“Live On, My Love,” I Hear You Say
Beneath an ancient redwood tree that towered o’er a hill
An open grave with soil scent and barren ground lay still,
An old and tender man there stood, his sorrow rising yet
Leaned o’er the grave with tears out poured, and bitter, bitter wept.
Alas! he cried, Shall I now be the only one that speaks with thee?
Alone and weary in this world, Oh what shall now become of me?
With weary heart I take each step, and tremble as with cold.
I cannot go and cannot stay without you when I’m old!
Oh, my only love! Oh, my only life! Must now be when we part?
Hold there, my love, and soon shall see what yearning Death brings over me.
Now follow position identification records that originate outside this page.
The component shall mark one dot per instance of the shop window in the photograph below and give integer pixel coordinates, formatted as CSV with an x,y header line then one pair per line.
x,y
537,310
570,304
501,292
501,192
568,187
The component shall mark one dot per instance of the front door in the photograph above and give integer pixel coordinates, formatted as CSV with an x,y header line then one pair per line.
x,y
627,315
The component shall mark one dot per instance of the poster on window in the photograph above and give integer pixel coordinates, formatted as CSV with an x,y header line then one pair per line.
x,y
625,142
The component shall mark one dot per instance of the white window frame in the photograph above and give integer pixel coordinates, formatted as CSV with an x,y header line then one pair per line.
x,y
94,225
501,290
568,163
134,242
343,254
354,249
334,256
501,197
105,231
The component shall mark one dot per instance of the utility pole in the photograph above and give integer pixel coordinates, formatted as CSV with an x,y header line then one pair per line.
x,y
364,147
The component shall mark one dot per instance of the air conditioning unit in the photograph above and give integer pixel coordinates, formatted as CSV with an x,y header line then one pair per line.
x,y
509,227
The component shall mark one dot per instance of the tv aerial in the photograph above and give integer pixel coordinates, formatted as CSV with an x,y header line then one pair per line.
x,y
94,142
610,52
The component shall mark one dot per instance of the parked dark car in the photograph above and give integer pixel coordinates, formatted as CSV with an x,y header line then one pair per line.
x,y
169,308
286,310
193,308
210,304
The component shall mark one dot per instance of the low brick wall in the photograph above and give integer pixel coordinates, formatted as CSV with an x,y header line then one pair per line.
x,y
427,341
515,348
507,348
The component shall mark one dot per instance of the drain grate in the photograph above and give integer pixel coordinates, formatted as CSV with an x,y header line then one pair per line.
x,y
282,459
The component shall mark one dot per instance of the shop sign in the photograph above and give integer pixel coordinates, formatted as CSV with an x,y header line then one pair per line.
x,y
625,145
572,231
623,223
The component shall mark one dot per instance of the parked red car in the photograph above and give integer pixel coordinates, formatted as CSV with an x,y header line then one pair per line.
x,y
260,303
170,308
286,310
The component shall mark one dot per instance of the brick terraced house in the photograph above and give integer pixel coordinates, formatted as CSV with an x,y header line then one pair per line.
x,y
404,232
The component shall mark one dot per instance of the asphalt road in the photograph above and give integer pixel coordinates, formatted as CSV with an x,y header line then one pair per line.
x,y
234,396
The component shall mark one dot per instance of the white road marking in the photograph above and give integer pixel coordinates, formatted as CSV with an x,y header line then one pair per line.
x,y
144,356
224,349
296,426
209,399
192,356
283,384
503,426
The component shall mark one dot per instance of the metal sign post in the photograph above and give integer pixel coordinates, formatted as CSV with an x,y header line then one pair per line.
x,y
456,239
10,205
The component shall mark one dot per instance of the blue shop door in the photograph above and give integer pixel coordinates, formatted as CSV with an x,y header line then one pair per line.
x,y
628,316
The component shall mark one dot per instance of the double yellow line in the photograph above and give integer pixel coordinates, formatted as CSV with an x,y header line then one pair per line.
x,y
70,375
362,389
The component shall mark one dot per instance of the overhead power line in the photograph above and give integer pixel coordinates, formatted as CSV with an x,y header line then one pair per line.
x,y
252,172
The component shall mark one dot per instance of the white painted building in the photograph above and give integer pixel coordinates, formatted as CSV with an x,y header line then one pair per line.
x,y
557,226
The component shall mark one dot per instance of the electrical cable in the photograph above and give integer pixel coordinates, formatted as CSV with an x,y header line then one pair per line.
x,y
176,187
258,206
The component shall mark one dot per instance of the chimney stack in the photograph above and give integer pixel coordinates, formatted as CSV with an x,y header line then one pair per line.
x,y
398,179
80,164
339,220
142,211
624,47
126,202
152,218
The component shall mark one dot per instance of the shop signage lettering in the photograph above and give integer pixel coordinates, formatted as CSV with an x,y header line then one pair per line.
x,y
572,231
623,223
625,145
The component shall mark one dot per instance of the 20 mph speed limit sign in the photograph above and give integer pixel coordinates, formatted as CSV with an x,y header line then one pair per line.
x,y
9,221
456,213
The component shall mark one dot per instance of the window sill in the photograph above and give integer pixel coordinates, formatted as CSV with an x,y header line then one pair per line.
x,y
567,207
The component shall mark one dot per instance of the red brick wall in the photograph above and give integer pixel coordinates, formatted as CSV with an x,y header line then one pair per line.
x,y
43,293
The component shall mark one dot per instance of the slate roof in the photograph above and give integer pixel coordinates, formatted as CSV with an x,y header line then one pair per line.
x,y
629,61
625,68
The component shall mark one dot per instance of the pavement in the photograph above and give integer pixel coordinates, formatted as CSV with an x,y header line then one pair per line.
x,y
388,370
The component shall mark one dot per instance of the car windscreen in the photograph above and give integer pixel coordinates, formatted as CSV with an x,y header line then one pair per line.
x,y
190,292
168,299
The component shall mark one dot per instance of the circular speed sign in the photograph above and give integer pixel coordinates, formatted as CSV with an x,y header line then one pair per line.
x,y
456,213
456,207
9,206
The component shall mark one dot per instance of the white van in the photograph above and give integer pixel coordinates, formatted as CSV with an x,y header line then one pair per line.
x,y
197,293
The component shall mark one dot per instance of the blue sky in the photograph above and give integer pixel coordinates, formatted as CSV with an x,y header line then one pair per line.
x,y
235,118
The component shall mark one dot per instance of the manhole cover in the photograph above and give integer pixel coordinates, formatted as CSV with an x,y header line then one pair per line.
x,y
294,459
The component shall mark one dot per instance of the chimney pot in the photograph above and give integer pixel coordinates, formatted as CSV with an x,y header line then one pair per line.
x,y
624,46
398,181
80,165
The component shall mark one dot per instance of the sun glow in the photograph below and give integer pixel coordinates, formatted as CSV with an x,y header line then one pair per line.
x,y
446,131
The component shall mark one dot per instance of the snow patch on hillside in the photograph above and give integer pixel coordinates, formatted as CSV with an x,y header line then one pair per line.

But though you left, and though you lie here in this cold, hard ground,
I love you still and still will live Alive and Well and Proud,
Do I hear you? Is this your voice come trembling through the ground?
Live on, my love, I hear you say, as if no death may drown,
Eternal love, O Grace divine, Have I a right to fear?
For still, and still, my love lives on, and I for you will live.
Kensi Riordan (HJR) is a student and has been writing poetry for about ten years. She believes that poetry matters “because it is one of the two best mediums for transmitting thoughts, feelings, ideas, and beliefs. (The other best medium is music!)”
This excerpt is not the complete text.